As municipal water systems have changed hands and for-profit providers have been unable to consistently deliver customer service or clean water, many communities became antsy but were often unable to develop the political will to reclaim their water systems in the face of mammoth public relations campaigns (American Water Works subsidiaries spent $6 million in the Peoria and Chattanooga fights alone, much of it going to the PR firm of Burson-Marsteller). But as French and German firms attempt to take over, the combination of a nationalism mirroring the unilateralism of the Bush administration and a still-burgeoning anti-globalization movement has begun to mount resistance to the expansion of privatization.

A global struggle
But all too often, the struggle in US communities against investor-owned water utilities remains isolated from the struggle of communities around the world facing similar threats. Water giants such as Suez, Vivendi, Perrier and RWE (that many of the largest companies are French is no accident—France was the first to privatize water on a large scale under Napoleon III), in combination with US firms such as Bechtel and Monsanto, are systematically divvying up the entirety of the planet’s fresh water resources. Much of this splitting of the spoils has been facilitated and encouraged by governments and international bodies such as the United Nations, which recently declared fresh water to be a “need” rather than a “right”, thereby sanctioning its commodification.

The Water Investment Act of 2002, passed earlier this year by the US Congress, makes federal funding for municipal water projects contingent on the local government “considering” selling its water systems to for-profit corporations. Most local jurisdictions lack the capital resources to fund improvements for water treatment and distribution facilities. These facilities are increasingly taxed by development pressures, more stringent quality standards and dwindling fresh water resources. The 2002 Water Investment Act puts considerable pressure on local communities in the US to privatize their water systems to fund these projects.

The International Monetary Fund has several times made funding for debt relief contingent on a country’s privatization of its water supply in a similar way. In Bolivia, this stipulation led to massive revolt in the streets after San Francisco-based Bechtel Corporation raised water rates to levels that would impoverish many Bolivians. Street-level resistance eventually obliged power brokers to cancel the selling of the nation’s water.

At the turn of the century, Fortune Magazine declared that water “will be to the 21st century what oil was to the 20th.” In some cases, the comparison is directly evident. The Village Voice reports noises coming out of the Bush Administration of converting the existing oil-pipeline infrastructure in Canada’s Northern Provinces to pump water to the American Midwest. Under the North American Free Trade Agreement (NAFTA), Canada would have little recourse to prevent this expropriation, as attemts to do so would likely be considered “barriers to trade”.

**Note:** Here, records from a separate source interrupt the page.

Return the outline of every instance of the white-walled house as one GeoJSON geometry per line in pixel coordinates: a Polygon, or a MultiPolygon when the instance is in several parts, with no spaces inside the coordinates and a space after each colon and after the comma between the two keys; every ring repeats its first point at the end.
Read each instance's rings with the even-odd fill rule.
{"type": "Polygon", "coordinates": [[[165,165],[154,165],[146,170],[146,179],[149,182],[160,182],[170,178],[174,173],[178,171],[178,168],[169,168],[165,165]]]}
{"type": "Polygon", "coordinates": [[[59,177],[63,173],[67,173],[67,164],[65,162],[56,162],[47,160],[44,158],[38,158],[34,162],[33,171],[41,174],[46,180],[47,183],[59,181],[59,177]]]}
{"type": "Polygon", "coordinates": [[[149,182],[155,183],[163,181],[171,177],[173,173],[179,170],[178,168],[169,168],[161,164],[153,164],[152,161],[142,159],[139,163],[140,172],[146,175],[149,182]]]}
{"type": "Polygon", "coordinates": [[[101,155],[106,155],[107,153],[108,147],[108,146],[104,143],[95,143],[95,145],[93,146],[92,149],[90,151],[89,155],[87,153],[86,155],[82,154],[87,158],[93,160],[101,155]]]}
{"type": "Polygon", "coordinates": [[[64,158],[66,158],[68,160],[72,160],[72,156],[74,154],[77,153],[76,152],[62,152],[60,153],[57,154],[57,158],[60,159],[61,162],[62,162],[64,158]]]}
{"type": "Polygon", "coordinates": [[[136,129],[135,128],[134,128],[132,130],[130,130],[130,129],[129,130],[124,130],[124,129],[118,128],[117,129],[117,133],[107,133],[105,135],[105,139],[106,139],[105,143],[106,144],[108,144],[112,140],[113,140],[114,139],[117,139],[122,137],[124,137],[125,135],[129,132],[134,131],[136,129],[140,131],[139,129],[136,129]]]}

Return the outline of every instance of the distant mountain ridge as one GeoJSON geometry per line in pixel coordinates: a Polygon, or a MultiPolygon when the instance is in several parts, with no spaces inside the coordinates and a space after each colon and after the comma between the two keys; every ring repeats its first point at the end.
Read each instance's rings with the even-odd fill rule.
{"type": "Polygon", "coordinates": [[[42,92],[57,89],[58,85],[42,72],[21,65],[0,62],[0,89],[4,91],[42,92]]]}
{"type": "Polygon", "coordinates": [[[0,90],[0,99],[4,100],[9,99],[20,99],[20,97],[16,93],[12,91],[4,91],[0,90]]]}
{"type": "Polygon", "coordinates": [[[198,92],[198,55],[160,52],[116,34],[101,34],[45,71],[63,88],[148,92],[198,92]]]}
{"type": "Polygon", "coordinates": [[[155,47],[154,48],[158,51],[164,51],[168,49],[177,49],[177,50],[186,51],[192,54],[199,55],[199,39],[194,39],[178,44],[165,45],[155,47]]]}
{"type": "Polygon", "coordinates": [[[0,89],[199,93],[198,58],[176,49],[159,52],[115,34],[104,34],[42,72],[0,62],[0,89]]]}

As more of the world’s water is taken out of the public commons to be drilled, piped, bottled and delivered as corporate property, the environment will become degraded (as RWE/Thames has shown us in Britain), conservation will be deprioritized (when companies’ revenues are tied to the amount of water sold, why conserve?), rates will be raised to pay shareholders’ dividends and control over one of our most vital natural resources will be taken farther and farther from the source and from us. As decision-makers at all levels of government compete to deprive themselves and each other of recourse to thwart the profiteering of corporate entities, it falls upon the rest of us to develop viable alternatives and effective movements that will ensure that power flows from all of us and water flows to all of us.